Very respectfully, captain, your obedient servant,

W. L. TRENHOLM,

Captain, Commanding.

Captain G. B. LAMAR,

Aide-de-Camp, Burkeville.

Numbers 110. Report of Lieutenant Colonel Wyatt M. Elliott, Twenty-fifth Virginia Battalion, Hunton's brigade, of the capture of the U. S. gun-boat Shawsheen, at Turkey Island, May 7.

CAMP 25TH BATTALION VIRGINIA VOL. INFTY.,

Chaffin's Farm, May 7, 1864.

SIR: I have the honor to report that the expedition organized by the commanding general, composed of a detachment of artillery, under Major Stark, and a detachment of four companies from my command, in support of the same, proceeded on the errand assigned it Friday evening, and that the whole have returned to camp, having as far as possible accomplished the objects of the expedition.

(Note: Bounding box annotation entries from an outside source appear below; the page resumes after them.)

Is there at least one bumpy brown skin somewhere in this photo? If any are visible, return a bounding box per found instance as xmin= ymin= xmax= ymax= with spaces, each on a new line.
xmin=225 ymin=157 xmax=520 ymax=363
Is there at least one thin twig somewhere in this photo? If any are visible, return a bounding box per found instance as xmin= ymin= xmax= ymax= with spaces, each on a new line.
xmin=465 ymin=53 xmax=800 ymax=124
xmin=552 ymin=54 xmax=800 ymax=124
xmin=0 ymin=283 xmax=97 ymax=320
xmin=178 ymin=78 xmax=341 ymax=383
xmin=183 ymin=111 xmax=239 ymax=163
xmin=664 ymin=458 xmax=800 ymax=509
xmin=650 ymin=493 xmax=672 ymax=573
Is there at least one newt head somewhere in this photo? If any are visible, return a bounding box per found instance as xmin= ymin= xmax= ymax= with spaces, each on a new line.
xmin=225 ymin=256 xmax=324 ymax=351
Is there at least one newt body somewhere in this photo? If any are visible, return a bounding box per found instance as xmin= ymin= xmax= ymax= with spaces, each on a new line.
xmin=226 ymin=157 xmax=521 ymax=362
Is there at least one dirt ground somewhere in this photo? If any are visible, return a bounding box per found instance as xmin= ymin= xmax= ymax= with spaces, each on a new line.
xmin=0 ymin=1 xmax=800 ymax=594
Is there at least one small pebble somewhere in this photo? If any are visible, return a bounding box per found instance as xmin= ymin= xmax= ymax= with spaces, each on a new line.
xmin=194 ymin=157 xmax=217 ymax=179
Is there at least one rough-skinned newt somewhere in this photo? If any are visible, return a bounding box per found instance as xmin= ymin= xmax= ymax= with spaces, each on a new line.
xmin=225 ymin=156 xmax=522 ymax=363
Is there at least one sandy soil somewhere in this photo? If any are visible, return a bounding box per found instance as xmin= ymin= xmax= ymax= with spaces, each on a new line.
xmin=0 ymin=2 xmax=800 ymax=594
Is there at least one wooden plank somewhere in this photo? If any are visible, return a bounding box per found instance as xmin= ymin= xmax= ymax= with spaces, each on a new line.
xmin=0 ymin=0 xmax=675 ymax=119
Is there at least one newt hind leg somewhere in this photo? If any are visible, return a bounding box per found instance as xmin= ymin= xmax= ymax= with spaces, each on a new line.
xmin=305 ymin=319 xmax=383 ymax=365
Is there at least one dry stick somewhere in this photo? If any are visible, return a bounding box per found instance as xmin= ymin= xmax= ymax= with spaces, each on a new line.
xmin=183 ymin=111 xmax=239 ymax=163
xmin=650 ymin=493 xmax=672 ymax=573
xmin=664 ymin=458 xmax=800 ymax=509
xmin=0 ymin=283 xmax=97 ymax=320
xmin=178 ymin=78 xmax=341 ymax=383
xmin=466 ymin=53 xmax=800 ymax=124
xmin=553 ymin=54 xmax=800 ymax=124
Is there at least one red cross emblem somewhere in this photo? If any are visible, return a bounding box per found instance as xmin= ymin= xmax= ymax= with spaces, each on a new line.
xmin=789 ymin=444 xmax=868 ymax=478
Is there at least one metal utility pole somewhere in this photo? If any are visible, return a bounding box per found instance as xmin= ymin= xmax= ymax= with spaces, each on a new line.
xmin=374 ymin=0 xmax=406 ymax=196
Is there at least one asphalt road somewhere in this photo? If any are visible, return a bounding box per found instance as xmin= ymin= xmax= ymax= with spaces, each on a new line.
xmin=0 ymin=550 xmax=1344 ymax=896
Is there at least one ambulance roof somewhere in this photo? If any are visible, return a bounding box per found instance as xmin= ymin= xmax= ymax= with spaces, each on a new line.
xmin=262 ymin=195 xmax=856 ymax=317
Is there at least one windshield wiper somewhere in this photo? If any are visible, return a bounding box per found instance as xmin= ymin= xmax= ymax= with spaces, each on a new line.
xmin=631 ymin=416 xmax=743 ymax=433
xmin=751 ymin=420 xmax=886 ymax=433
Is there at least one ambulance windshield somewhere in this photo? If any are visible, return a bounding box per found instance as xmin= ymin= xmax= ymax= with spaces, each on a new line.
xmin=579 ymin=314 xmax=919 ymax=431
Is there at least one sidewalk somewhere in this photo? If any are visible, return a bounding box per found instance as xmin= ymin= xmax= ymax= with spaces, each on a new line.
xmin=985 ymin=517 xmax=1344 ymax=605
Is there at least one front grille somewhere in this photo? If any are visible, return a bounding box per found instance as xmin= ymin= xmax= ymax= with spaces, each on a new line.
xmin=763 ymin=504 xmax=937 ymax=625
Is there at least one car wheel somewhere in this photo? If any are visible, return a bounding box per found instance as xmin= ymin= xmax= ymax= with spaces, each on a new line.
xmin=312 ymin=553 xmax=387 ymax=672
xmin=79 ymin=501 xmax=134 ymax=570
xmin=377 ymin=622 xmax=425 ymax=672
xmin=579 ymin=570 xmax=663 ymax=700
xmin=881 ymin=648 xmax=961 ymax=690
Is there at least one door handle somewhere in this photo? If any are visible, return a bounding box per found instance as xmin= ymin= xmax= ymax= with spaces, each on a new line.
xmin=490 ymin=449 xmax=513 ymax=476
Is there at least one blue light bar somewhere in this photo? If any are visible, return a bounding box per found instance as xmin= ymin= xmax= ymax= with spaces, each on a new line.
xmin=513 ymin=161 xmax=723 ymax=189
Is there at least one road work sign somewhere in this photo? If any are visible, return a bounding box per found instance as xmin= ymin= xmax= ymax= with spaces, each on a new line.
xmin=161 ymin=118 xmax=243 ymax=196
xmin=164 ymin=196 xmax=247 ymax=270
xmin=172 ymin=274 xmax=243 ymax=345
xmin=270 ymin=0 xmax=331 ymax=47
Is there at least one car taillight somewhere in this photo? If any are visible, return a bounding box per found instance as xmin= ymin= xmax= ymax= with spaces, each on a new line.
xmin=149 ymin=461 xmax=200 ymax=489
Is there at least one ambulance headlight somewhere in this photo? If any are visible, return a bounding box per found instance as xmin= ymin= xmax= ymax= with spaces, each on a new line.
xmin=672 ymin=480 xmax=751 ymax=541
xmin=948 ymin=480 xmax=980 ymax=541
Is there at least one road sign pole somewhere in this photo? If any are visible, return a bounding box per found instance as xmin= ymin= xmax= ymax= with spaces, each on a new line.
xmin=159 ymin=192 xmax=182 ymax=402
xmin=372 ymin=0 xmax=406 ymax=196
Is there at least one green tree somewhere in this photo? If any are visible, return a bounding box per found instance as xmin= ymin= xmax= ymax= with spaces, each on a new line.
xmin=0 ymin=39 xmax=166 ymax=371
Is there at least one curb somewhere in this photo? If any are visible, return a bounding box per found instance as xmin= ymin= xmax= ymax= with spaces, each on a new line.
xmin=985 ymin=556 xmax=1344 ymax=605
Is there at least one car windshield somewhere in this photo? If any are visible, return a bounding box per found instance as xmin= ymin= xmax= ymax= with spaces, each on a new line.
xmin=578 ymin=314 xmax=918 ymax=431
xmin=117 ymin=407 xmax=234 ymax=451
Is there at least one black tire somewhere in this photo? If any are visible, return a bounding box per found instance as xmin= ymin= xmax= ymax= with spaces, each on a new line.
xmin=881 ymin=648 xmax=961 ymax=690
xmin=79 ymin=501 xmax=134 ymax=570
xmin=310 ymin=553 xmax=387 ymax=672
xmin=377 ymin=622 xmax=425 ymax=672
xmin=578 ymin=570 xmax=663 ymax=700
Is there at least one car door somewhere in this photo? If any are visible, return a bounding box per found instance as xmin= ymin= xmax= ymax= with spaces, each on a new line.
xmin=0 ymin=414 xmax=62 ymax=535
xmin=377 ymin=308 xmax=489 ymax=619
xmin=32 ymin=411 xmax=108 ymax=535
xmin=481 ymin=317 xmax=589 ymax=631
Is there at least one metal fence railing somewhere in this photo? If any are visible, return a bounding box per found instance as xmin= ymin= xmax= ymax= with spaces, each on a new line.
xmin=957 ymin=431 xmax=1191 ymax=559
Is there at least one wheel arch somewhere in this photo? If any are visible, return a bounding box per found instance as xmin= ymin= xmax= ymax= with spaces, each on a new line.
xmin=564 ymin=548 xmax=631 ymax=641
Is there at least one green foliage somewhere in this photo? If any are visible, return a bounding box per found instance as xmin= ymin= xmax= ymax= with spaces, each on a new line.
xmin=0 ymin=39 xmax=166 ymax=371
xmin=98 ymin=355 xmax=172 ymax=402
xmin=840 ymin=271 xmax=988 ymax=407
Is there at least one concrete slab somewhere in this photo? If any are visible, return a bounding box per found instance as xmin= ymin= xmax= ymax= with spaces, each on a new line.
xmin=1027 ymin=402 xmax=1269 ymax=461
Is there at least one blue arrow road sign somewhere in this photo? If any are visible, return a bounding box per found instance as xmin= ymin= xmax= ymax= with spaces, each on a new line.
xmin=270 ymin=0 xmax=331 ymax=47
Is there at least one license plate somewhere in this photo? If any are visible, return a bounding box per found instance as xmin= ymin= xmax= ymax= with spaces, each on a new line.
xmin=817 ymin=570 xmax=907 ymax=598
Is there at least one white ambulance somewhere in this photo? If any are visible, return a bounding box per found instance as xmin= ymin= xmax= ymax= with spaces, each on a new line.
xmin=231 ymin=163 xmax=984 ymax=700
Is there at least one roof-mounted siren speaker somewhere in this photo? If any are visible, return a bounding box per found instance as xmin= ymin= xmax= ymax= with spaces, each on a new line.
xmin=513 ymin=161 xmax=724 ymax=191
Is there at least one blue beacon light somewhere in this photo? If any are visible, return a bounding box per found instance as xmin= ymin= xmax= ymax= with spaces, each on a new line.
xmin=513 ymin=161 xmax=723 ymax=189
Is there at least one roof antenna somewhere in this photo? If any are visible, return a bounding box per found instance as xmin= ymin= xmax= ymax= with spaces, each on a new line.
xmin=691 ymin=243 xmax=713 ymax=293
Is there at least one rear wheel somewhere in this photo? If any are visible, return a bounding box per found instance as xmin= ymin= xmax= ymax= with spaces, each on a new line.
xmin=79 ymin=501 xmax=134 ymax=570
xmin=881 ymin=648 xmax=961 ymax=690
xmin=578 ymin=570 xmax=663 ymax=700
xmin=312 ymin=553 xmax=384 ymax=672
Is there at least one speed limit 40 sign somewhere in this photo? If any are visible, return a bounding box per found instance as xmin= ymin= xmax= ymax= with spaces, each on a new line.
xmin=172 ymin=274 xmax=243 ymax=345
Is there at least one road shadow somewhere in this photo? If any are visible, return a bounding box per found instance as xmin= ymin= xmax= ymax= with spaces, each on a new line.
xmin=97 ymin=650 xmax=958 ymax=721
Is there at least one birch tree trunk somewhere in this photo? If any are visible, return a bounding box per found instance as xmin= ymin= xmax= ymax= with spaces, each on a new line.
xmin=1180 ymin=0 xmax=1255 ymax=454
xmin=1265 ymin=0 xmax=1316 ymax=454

About 12 m. to-day the command encountered the gun-boat Shawsheen off Turkey Island, she having either incautiously or defiantly approached the position taken by the command, dropping anchor at a point within easy range for effective execution by the artillery and co-operating infantry, which opened upon her with such telling effect as to drive the gunners from their pieces and prevented resistance after the first discharge of the same. Very speedily the vessel was completely disabled by the excellent fire of Major Stark's artillery and though reluctantly, she nevertheless hauled down her colors and displayed the white flag in token of surrender. A boat was dispatched to enforce the delivery of the prisoners on board, the enemy's boats being made available to bring them off. The officer was also instructed to fire the vessel, which was effectively done, the fire quickly reaching the magazine, exploding it, consigning all to the wind and waves. The immediate approach of two iron-clads, against which we were not prepared to contend, prevented the removal of anything from the vessel save the prisoners.

During the engagement many jumped overboard and attempted to escape to the opposite side of the river, the larger portion of whom were killed by the infantry firing among them, it is thought Ensign Ringot, commanding, being of the number. Not more than 5 made their escape. The number of prisoners taken is 27, one of them being slightly wounded and now in brigade hospital. The crew is reported to have numbered between 40 and 50. She carried three guns-one 30 and one 20 ponder Parrott, and one 12-pounder howitzer (Dahlgren). It may be counted a matter of satisfaction that the vessel was so summarily and effectually destroyed, since we had information deemed satisfactory that it was a party from this vessel who had an hour before fired the barn and corn-houses of Mr. Robert Taylor, adjoining.